UCSF prof suggests 'Zionist doctors' are an 'impediment' to US medical goal of 'health equity'
UCSF professor Dr. Rupa Marya said 'Zionism is a supremacist, racist ideology'
A professor at the University of California at San Francisco said in a post on X that the “presence of Zionism in US medicine” should be examined.
”The presence of Zionism in US medicine should be examined as a structural impediment to health equity. Zionism is a supremacist, racist ideology and we see Zionist doctors justifying the genocide of Palestinians. How does their outlook/position impact priorities in US medicine?” UCSF Professor Dr. Rupa Marya wrote on Jan. 2.
It’s not the first time Marya discussed Zionism on her social media account.
”People acting like you can remove the Zionist from Zionism and sanitize it from its violent colonial ideological roots,” she wrote in November. “You can’t take the Nazi out of Nazism either. Learn history. Read about Zionism in their own words.”
Marya locked her X profile after receiving criticism.
While UCSF didn’t respond to multiple requests for comment from Campus Reform, it issued a statement without mentioning Marya.

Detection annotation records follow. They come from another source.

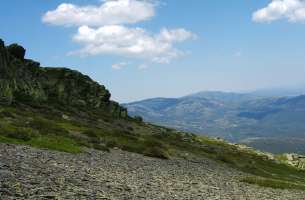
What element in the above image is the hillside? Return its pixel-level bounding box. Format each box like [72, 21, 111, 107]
[0, 39, 305, 199]
[124, 92, 305, 153]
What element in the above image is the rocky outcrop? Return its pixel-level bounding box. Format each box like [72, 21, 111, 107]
[0, 40, 127, 117]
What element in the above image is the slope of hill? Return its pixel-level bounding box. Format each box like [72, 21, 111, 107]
[124, 92, 305, 153]
[0, 38, 305, 199]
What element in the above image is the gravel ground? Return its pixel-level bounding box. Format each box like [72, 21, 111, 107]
[0, 144, 305, 200]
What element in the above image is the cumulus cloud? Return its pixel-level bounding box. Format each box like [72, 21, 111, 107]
[42, 0, 196, 65]
[252, 0, 305, 22]
[111, 62, 128, 70]
[42, 0, 156, 27]
[73, 25, 195, 63]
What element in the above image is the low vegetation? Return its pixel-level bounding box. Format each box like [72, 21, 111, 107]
[0, 104, 305, 189]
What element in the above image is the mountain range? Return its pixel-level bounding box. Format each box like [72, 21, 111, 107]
[124, 91, 305, 153]
[0, 40, 305, 199]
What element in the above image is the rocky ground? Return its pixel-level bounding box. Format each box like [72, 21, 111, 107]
[0, 144, 305, 200]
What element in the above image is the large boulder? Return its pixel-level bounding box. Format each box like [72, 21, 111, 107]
[0, 40, 128, 118]
[7, 44, 26, 60]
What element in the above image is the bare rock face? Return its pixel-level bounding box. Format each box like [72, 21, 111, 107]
[0, 40, 127, 117]
[7, 44, 26, 60]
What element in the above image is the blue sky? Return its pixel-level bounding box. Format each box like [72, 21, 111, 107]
[0, 0, 305, 102]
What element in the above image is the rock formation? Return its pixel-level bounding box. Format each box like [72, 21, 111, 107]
[0, 39, 127, 118]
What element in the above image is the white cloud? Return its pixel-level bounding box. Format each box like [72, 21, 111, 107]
[42, 0, 156, 27]
[252, 0, 305, 22]
[111, 62, 128, 70]
[42, 0, 196, 66]
[234, 51, 243, 57]
[73, 25, 195, 63]
[138, 64, 149, 70]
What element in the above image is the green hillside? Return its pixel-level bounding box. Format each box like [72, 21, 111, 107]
[0, 38, 305, 190]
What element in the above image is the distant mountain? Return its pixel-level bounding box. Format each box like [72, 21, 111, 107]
[124, 92, 305, 150]
[250, 85, 305, 97]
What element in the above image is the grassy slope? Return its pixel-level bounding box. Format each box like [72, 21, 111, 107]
[0, 105, 305, 189]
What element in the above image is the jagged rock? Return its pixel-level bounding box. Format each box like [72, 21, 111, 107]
[7, 44, 26, 60]
[0, 40, 128, 118]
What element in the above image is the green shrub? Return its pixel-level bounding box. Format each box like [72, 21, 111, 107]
[6, 128, 38, 141]
[144, 146, 170, 159]
[83, 130, 99, 138]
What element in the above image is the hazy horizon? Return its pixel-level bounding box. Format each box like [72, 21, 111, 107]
[0, 0, 305, 102]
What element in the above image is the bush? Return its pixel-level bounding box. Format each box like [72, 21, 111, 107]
[144, 146, 170, 159]
[134, 116, 143, 122]
[83, 130, 99, 138]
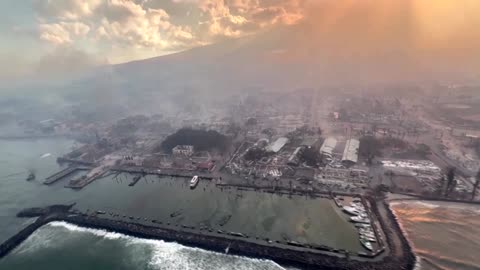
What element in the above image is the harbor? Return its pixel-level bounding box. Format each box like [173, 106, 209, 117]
[0, 196, 415, 270]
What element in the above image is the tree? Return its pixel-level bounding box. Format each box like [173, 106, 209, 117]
[445, 167, 456, 197]
[472, 169, 480, 201]
[245, 117, 258, 126]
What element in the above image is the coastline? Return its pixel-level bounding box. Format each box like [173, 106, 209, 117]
[0, 198, 416, 270]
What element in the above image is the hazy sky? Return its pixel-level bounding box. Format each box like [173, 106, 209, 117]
[0, 0, 480, 78]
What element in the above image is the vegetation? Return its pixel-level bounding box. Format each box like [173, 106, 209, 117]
[161, 128, 230, 152]
[245, 117, 258, 126]
[299, 148, 322, 166]
[358, 136, 408, 164]
[358, 136, 382, 164]
[474, 139, 480, 158]
[472, 169, 480, 201]
[244, 147, 269, 161]
[445, 167, 457, 197]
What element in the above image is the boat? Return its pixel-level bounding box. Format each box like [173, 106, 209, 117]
[343, 206, 359, 216]
[350, 216, 370, 224]
[190, 175, 199, 189]
[27, 172, 35, 181]
[360, 238, 373, 251]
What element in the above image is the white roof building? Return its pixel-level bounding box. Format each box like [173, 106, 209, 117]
[342, 139, 360, 163]
[320, 137, 337, 157]
[267, 137, 288, 153]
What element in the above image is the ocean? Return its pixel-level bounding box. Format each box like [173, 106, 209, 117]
[0, 139, 480, 270]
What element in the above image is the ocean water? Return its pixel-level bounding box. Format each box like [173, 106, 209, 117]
[0, 139, 480, 270]
[392, 201, 480, 270]
[0, 222, 284, 270]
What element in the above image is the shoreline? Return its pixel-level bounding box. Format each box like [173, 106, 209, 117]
[0, 198, 416, 270]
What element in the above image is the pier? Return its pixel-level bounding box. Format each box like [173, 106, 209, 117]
[43, 166, 90, 185]
[111, 166, 214, 180]
[0, 201, 415, 270]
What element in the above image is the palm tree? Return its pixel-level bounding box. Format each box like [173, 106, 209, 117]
[445, 167, 456, 197]
[472, 169, 480, 201]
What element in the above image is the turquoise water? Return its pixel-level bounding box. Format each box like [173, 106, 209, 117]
[0, 139, 361, 269]
[0, 139, 480, 270]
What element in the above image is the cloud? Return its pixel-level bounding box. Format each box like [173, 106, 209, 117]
[34, 0, 305, 61]
[33, 45, 107, 75]
[38, 22, 90, 45]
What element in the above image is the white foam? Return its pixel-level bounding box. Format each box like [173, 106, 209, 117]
[48, 221, 131, 240]
[48, 221, 284, 270]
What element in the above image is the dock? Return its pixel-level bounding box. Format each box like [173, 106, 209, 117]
[128, 175, 142, 187]
[43, 166, 89, 185]
[111, 166, 214, 180]
[0, 202, 415, 270]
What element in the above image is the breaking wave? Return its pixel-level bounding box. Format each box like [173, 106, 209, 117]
[46, 221, 284, 270]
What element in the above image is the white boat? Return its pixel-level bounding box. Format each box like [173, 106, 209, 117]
[360, 238, 373, 251]
[350, 216, 370, 224]
[190, 175, 199, 188]
[343, 206, 359, 216]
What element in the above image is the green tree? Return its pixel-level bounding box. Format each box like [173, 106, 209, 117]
[472, 169, 480, 201]
[445, 167, 456, 197]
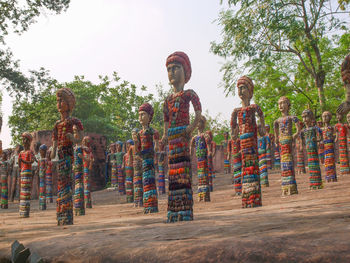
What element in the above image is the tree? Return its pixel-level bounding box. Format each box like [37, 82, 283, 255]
[211, 0, 349, 111]
[0, 0, 70, 95]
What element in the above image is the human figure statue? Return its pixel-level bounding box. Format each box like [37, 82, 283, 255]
[73, 125, 85, 216]
[157, 141, 166, 195]
[135, 103, 159, 214]
[162, 52, 202, 222]
[130, 128, 143, 207]
[227, 126, 242, 196]
[258, 125, 270, 187]
[190, 116, 210, 202]
[51, 88, 84, 225]
[274, 96, 300, 196]
[322, 111, 337, 182]
[231, 76, 265, 208]
[38, 144, 47, 210]
[115, 141, 126, 195]
[205, 131, 216, 192]
[302, 109, 323, 190]
[79, 136, 94, 208]
[123, 140, 134, 203]
[221, 132, 230, 174]
[45, 147, 53, 203]
[0, 150, 10, 209]
[335, 113, 350, 175]
[295, 121, 306, 174]
[18, 132, 37, 217]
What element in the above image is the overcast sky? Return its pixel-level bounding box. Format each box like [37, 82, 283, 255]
[0, 0, 239, 148]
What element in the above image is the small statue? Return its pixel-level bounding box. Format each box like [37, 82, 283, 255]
[190, 116, 210, 202]
[335, 113, 350, 175]
[73, 125, 85, 216]
[79, 136, 94, 208]
[322, 111, 337, 182]
[231, 76, 265, 208]
[227, 126, 242, 196]
[295, 121, 306, 174]
[162, 52, 202, 222]
[123, 140, 134, 203]
[135, 103, 159, 214]
[205, 131, 216, 192]
[258, 125, 270, 187]
[38, 144, 47, 210]
[51, 88, 84, 225]
[18, 132, 36, 217]
[130, 128, 143, 207]
[221, 132, 230, 174]
[302, 109, 323, 189]
[0, 150, 10, 209]
[274, 96, 300, 196]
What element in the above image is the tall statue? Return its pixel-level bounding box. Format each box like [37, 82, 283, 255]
[302, 109, 323, 189]
[51, 88, 84, 225]
[191, 116, 210, 202]
[18, 132, 36, 217]
[274, 96, 300, 196]
[231, 76, 265, 208]
[322, 111, 337, 182]
[135, 103, 159, 214]
[162, 52, 202, 222]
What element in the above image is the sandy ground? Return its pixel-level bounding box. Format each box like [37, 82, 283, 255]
[0, 171, 350, 262]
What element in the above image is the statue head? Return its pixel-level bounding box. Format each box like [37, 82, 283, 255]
[56, 88, 75, 115]
[139, 102, 154, 126]
[237, 76, 254, 100]
[165, 51, 192, 91]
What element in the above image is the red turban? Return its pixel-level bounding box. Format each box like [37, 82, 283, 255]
[166, 51, 192, 83]
[237, 76, 254, 94]
[139, 102, 154, 122]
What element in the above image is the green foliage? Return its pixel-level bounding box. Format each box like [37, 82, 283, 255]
[211, 0, 350, 115]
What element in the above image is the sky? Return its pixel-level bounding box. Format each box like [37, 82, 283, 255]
[0, 0, 240, 148]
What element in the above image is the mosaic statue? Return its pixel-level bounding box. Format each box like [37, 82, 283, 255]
[302, 109, 323, 189]
[191, 116, 210, 202]
[51, 88, 84, 225]
[274, 96, 300, 196]
[18, 132, 36, 217]
[322, 111, 337, 182]
[162, 52, 202, 222]
[135, 103, 159, 214]
[231, 76, 265, 208]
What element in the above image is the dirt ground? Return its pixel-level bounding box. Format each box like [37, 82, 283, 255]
[0, 168, 350, 262]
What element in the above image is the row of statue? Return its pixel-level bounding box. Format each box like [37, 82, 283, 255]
[1, 52, 350, 229]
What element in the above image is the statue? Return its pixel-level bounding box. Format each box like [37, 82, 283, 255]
[258, 125, 270, 187]
[115, 141, 126, 195]
[51, 88, 84, 225]
[221, 132, 230, 174]
[79, 136, 94, 208]
[38, 144, 47, 210]
[162, 52, 202, 222]
[190, 116, 210, 202]
[231, 76, 265, 208]
[322, 111, 337, 182]
[130, 128, 143, 207]
[205, 131, 216, 192]
[73, 125, 85, 216]
[227, 126, 242, 196]
[135, 103, 159, 214]
[274, 96, 300, 196]
[123, 140, 134, 203]
[335, 113, 350, 175]
[0, 150, 10, 209]
[295, 121, 306, 174]
[18, 132, 36, 217]
[302, 109, 323, 189]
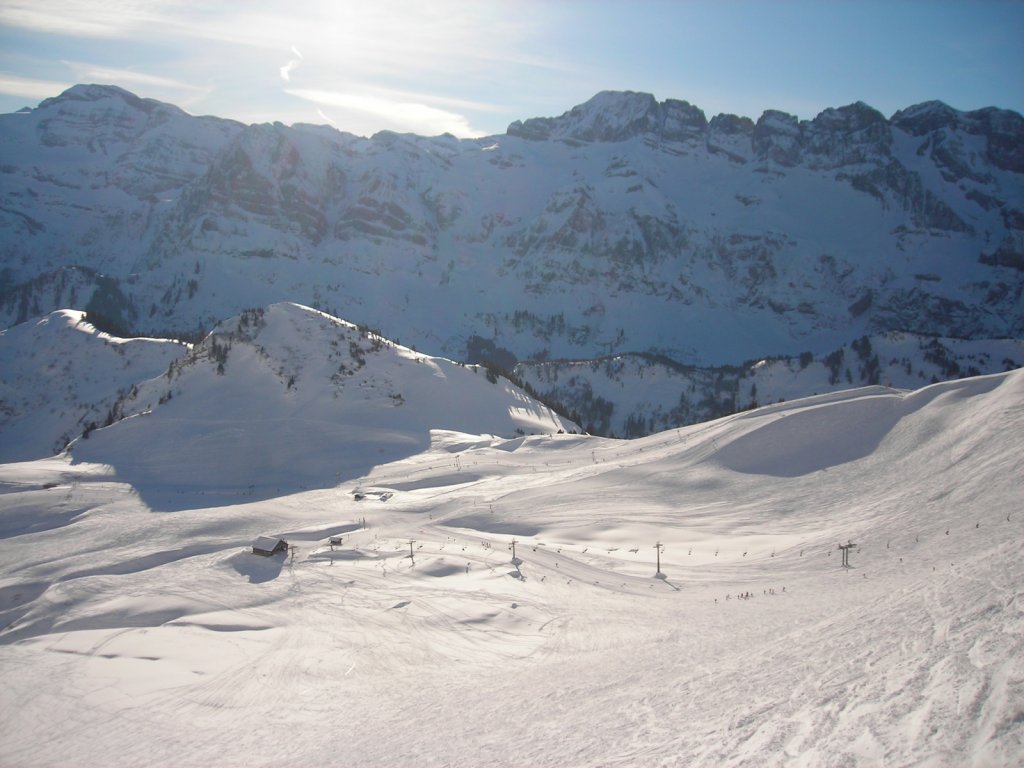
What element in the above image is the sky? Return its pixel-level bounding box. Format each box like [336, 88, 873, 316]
[0, 0, 1024, 137]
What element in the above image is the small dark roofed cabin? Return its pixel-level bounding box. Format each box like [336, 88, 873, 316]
[253, 536, 288, 557]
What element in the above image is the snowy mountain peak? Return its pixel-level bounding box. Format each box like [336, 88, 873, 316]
[508, 91, 708, 142]
[71, 302, 577, 493]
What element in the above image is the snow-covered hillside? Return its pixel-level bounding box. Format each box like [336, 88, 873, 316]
[0, 310, 188, 463]
[515, 332, 1024, 437]
[0, 370, 1024, 768]
[71, 304, 577, 496]
[0, 85, 1024, 366]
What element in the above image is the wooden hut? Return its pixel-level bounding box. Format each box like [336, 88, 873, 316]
[253, 536, 288, 557]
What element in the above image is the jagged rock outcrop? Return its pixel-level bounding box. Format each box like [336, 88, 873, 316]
[0, 86, 1024, 364]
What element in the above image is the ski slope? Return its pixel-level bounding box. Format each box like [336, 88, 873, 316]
[0, 372, 1024, 768]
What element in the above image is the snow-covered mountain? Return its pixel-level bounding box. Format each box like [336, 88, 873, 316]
[0, 368, 1024, 768]
[62, 304, 578, 496]
[514, 331, 1024, 437]
[0, 310, 188, 463]
[0, 85, 1024, 367]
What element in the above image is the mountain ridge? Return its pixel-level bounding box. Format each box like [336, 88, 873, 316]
[0, 86, 1024, 434]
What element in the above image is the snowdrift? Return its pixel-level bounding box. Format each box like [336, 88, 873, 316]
[0, 370, 1024, 768]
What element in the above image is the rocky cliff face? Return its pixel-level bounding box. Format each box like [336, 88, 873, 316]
[0, 86, 1024, 365]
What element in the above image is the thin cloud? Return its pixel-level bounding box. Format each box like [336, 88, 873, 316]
[286, 88, 484, 137]
[281, 58, 301, 82]
[61, 60, 206, 93]
[0, 73, 73, 100]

”A tired and familiar racist conspiracy theory has circulated on social media in recent days stating that “Zionist” doctors are a threat to Arab, Palestinian, South Asian, Muslim, and Black patients, as well as the US health system. This sweeping, baseless, and racist generalization must be condemned,” the university wrote on X. “Both Jewish and non-Jewish people see the use of the word ‘Zionist’ in this debunked narrative as an antisemitic attack. It is as morally reprehensible as it is intellectually bankrupt, nothing more than a repackaging of an old racist trope that UCSF renounces.”
[RELATED: Federal government investigates UNC, GMU over anti-Semitism allegations]
”As a health sciences university and health system, we want our patients, clinicians, faculty, learners, and staff to know that UCSF is committed to serving every individual regardless of race, ethnicity, religion, political view, gender, and sexual identity,” the university posted on X. “We will continue to encourage open dialogue, even on the most difficult and painful topics. But we draw the line on those who attack entire groups of people and promote divisiveness and xenophobia, including Islamophobia and, in this instance, antisemitism.”
Campus Reform reached out to Marya for comment.